Revokes a token (access or refresh). Returns 200 on success per the spec.

DPoP

Demonstrating Proof of Possession binds tokens to a client-held key pair. Every authenticated request includes a DPoP header with a JWT signed by the client’s private key.

Access tokens are opaque random strings, not JWTs. The DPoP binding lives server-side: when the token is issued, Cirrus stores the JWK thumbprint (jkt) of the client’s DPoP key alongside the token.

On each authenticated request, Cirrus validates:

The DPoP JWT signature against the public key embedded in the proof’s header.
The JWK thumbprint of the proof matches the jkt recorded for the access token.
The htm and htu claims match the request method and URL.
The ath claim matches the SHA-256 of the access token.
The iat is fresh.
The jti has not been replayed.

A stolen access token alone is not usable without the corresponding private key.

The supported DPoP signing algorithms are listed in the discovery metadata. Cirrus accepts ES256.

Scopes

OAuth tokens carry granular scopes. Cirrus checks the scope of the access token against the called endpoint.

Every token carries the base atproto scope.
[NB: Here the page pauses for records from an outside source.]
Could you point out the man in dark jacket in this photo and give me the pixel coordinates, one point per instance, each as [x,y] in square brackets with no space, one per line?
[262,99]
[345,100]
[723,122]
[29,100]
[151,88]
On top of that, the grammar supports:

Granular permissions for the five resource types: repo:, rpc:, blob:, account:, identity:. Each takes structured arguments (for example repo:app.bsky.feed.post?action=create or rpc:app.bsky.feed.getTimeline?aud=did:web:api.bsky.app).
Legacy transition scopes for back-compat with pre-granular clients: transition:generic covers everything except account: permissions, transition:email adds account:email, transition:chat.bsky adds RPC access for chat.bsky.*.
Permission-set includes of the form include:<nsid>?aud=<did>. Cirrus resolves these at authorize-time via the client’s published permission set and expands them inline into concrete granular scopes before the auth code is stored, so resource-server checks never need network access.

The metadata advertises the supported scope tokens (atproto, the five granular resources, the three transition scopes, and include when a permission-set resolver is configured).

For the canonical reference, see the AT Protocol OAuth specification.

PKCE

Proof Key for Code Exchange is required. The client generates a code_verifier, sends its hash as code_challenge in PAR, and proves possession at the token endpoint.

The supported challenge method is S256.

Client metadata

Cirrus discovers client metadata from the client’s client_id URL. The client publishes a JSON document describing itself (name, redirect URIs, supported scopes). This eliminates the registration step in conventional OAuth.

The client_id is the URL of the metadata document, for example https://my-client.example.com/client-metadata.json.

Storage

OAuth state (authorisation codes, access tokens, refresh tokens, PAR requests, DPoP nonces, client metadata cache) lives in the Durable Object’s SQLite. There is no external dependency.

Cleanup of expired records happens lazily on access. Long-idle PDSes do not accumulate cruft because nothing is queried.

Usage from a client

A typical client flow:

Fetch https://pds.example.com/.well-known/oauth-authorization-server.
Generate a key pair (for DPoP).
Push the authorisation request to /oauth/par.
Redirect the user to /oauth/authorize?request_uri=....
On callback, exchange the code at /oauth/token with a DPoP proof.
Use the access token (with a DPoP proof on each request) against any Cirrus XRPC endpoint.

For a reference implementation in TypeScript, see the atproto OAuth client library.

What is not supported

Implicit flow. Not part of OAuth 2.1.
Resource owner password credentials grant. Not part of OAuth 2.1.
Client secrets. Replaced by DPoP + client metadata discovery.
Token introspection endpoint. Cirrus does not expose /oauth/introspect.